Risk Management with Derivatives by Dealers and Market Quality in Government Bond Markets
London Business School, IFA Working Paper No. 338
51 Pages Posted: 22 Oct 2001
There are 4 versions of this paper
Risk Management with Derivatives by Dealers and Market Quality in Government Bond Markets
Risk Management with Derivatives by Dealers and Market Quality in Government Bond Markets
Risk Management with Derivatives by Dealers and Market Quality in Government Bond Markets
Date Written: December 2001
Abstract
This paper examines how bond dealers use futures markets to manage the hedgeable market risk component of their core business risk exposure, and whether market quality is adversely affected by their selective risk taking activity. It also investigates risk sharing among bond dealers in the presence of the futures market. We find that dealers engage in duration targeting, behaving as if they have a comparative advantage in bearing interest rate risk. They make significant directional bets often by holding futures that are in the same direction as the spot. They actively use futures to hedge changes in the spot exposure. They hedge changes in their spot exposure more when the potential costs of regulatory distress are high, when the cost of such hedging is low, and during periods of greater uncertainty. We find that duration targeting by dealers has adverse price effects due to capital constraints as predicted by Froot and Stein (1998). Finally, we find that risk-reduction is undertaken entirely through futures, which implies that spot-market trades are not executed by dealers with extreme exposures.
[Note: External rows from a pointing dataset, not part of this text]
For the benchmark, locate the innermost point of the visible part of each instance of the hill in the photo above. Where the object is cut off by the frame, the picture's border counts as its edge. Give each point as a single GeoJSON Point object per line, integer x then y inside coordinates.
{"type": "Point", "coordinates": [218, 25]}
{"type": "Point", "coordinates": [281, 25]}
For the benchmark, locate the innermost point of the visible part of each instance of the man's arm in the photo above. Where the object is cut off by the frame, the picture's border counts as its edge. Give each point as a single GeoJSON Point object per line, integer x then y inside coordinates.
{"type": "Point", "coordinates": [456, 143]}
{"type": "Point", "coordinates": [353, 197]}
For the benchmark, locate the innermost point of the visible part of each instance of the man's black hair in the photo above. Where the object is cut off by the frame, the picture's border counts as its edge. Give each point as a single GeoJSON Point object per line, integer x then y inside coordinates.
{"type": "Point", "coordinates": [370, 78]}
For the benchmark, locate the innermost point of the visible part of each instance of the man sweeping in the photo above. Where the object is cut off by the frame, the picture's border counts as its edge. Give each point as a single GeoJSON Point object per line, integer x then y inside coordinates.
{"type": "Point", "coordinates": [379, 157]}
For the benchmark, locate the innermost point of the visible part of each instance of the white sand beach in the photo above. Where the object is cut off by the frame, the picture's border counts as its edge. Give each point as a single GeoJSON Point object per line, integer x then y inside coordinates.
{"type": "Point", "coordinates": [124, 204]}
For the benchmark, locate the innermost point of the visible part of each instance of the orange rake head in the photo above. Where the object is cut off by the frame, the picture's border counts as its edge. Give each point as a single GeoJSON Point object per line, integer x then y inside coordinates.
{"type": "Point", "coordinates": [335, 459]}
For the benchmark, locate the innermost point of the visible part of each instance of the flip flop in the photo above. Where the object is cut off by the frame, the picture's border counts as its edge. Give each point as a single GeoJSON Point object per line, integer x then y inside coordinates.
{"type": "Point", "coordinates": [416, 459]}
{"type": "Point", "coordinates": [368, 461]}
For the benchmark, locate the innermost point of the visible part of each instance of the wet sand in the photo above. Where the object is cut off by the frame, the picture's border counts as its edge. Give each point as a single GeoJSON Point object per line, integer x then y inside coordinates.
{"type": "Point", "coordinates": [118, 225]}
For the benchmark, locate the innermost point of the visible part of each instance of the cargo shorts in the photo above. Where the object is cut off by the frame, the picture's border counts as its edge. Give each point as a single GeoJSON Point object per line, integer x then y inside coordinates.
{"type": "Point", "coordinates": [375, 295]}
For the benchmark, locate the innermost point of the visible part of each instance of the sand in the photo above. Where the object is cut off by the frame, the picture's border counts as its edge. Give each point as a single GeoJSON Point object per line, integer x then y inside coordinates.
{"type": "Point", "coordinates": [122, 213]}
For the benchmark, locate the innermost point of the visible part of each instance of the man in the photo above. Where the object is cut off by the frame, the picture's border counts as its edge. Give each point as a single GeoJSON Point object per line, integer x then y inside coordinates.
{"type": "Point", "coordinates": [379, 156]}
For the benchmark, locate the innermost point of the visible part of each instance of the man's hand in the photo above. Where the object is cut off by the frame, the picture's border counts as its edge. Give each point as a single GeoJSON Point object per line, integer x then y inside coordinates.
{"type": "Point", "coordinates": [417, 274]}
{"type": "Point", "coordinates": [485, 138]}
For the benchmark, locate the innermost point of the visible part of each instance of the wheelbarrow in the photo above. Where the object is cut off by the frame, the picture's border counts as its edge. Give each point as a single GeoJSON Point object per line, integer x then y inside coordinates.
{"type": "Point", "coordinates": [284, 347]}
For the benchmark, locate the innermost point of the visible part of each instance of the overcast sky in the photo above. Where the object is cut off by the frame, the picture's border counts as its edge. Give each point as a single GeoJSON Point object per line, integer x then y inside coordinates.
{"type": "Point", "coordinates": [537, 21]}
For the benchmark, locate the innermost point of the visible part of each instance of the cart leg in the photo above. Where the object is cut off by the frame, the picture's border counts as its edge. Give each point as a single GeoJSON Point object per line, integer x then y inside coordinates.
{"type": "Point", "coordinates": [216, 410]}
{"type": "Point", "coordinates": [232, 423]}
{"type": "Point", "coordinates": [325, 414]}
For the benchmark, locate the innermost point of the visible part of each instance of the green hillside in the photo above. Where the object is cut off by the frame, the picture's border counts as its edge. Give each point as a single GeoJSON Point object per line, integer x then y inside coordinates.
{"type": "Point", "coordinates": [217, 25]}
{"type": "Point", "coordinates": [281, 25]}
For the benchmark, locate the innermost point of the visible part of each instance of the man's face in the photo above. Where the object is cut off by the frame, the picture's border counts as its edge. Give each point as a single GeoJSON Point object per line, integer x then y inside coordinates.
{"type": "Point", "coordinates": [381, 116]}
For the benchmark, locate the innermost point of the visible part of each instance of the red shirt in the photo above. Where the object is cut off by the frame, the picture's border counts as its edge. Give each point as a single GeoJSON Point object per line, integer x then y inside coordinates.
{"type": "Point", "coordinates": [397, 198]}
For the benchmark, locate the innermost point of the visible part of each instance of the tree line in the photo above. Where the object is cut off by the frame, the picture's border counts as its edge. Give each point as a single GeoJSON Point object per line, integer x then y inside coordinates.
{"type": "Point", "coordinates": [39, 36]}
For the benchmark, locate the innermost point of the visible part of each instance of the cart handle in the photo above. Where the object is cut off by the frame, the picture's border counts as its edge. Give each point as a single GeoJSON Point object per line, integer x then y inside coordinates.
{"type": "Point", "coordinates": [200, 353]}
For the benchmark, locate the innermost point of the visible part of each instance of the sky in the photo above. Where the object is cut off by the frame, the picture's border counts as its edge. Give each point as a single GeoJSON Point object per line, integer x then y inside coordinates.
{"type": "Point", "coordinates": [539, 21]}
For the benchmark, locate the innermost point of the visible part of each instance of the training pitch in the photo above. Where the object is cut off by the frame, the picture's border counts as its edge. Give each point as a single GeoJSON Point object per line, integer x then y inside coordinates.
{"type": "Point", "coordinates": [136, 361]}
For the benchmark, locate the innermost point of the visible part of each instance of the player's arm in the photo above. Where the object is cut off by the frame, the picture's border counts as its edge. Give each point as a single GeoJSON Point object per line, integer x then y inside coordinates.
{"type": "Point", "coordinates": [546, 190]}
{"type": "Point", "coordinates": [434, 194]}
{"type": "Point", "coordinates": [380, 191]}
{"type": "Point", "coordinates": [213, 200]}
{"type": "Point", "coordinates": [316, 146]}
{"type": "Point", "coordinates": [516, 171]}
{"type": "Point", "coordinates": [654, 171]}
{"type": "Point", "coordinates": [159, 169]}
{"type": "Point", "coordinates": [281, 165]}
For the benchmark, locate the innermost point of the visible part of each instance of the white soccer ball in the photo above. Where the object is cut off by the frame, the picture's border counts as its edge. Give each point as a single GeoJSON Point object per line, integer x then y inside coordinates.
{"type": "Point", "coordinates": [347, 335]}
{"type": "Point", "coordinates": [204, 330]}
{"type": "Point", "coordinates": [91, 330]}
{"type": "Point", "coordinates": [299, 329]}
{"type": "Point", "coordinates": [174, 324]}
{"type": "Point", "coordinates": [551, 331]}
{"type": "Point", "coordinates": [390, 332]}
This has important implications for regulators. While a well-functioning bond futures market is a useful risk management tool for all market participants, it also reduces incentives for bond dealers to offer price improvement to move their own spot market inventory, thereby potentially increasing inside spreads, unless the spot market trading structure can be reformed to directly achieve a better matching between public investors and dealers with divergent exposure through, for example, high pre-trade transparency.